I see some nice work here. Comparing this to similar screenshots I found, this one looks much cleaner. There are a lot of good aspects that a lot of the good designs have — a landmark as the background (for quick city identification), the use of familiar symbols to express a temperature range rather than “high” and “low”, and, again the use of cards.

However, this design stands out in that it looks extremely uncluttered, mostly because it minimizes the amount of chrome: there are no shadows and borders, and there is not a single line that does not convey information. Despite this, the card still remains very understandable even for noobs.

“Explore Mars?”

This looks like a great concept of a site for tourists. Lots of existing tourist sites look nice at first glance but are hard to navigate, because the landing page affords both scrolling and clicking navigation links. (Two examples: sanfrancisco.travel & discoverlosangeles.com.) The design here presents a home page so simple my parents figure it out in just a few seconds. (And it looks just as pretty as the competition!)

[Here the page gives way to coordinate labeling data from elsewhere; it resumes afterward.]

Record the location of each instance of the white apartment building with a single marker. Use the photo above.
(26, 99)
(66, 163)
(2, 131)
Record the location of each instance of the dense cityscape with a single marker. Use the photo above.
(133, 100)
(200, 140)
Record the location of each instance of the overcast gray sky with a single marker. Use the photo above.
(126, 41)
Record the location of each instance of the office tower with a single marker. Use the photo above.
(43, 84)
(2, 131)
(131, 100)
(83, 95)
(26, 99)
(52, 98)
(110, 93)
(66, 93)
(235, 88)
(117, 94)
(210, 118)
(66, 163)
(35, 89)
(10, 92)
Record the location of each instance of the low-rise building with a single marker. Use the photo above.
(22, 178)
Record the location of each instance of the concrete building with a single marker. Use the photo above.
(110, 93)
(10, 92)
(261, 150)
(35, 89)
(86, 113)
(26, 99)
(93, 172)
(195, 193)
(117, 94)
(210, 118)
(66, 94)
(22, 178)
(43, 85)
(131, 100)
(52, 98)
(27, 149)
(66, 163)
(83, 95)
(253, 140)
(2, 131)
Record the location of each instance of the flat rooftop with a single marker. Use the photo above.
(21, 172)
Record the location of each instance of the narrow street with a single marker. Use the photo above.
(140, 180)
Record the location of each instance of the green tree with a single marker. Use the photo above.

“No doubt pretty, completely useless though.”

There’s a really interesting concept here that I’ve never seen in a weather app before: very distinct and intentional color coding of cities. I’ve seen some similar concepts: color coding of weather or of time of day, and widgets like the earlier one where the cityscapes naturally have different dominant colors.

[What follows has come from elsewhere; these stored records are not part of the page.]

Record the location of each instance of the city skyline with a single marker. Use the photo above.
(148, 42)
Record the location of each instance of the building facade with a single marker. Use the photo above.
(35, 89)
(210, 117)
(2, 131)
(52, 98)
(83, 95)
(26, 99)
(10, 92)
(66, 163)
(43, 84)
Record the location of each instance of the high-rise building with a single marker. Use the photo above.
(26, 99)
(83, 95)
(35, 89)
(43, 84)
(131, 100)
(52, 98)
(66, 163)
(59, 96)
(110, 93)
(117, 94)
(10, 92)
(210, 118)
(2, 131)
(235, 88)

However, the colors in this design stand out, because they make finding the right city very easy. This could prove useful for frequent travelers or for a customer support staff member that deals with many different timezones.

Let’s talk about something else, something that I’ve hinted at already: Just because this is a mockup of a weather app doesn’t mean I can only use this design for making weather apps! After seeing this design, you can be sure that the next time I need to find a way to make many similar pieces of information visually distinct, I will recall how this design did it so well. This is a tip I can use for any media — not only desktop, phone, TV, watch, but also newsletters, handouts, lectures, and so much more.

By the way, even if the designs weren’t useful, I don’t think these designers should be ashamed. They are expressing themselves, and portfolio/showcase sites like Dribbble are basically platforms for people to do exactly that.

Sure, if there are 10000 weather apps out there, the one you make might not be popular if you publish it. It might — heaven forbid — be very similar to one of the existing apps out there. But why in the world should you be ashamed of making one? When creative people post their work, it shows not only their final achievements but also their journey. If making a weather app helps one become a better designer, then maybe everyone should post a weather app design on Dribbble.

Please don’t be so fast to shut down other people’s hard work as useless; it may just be that you haven’t found a use for it yet.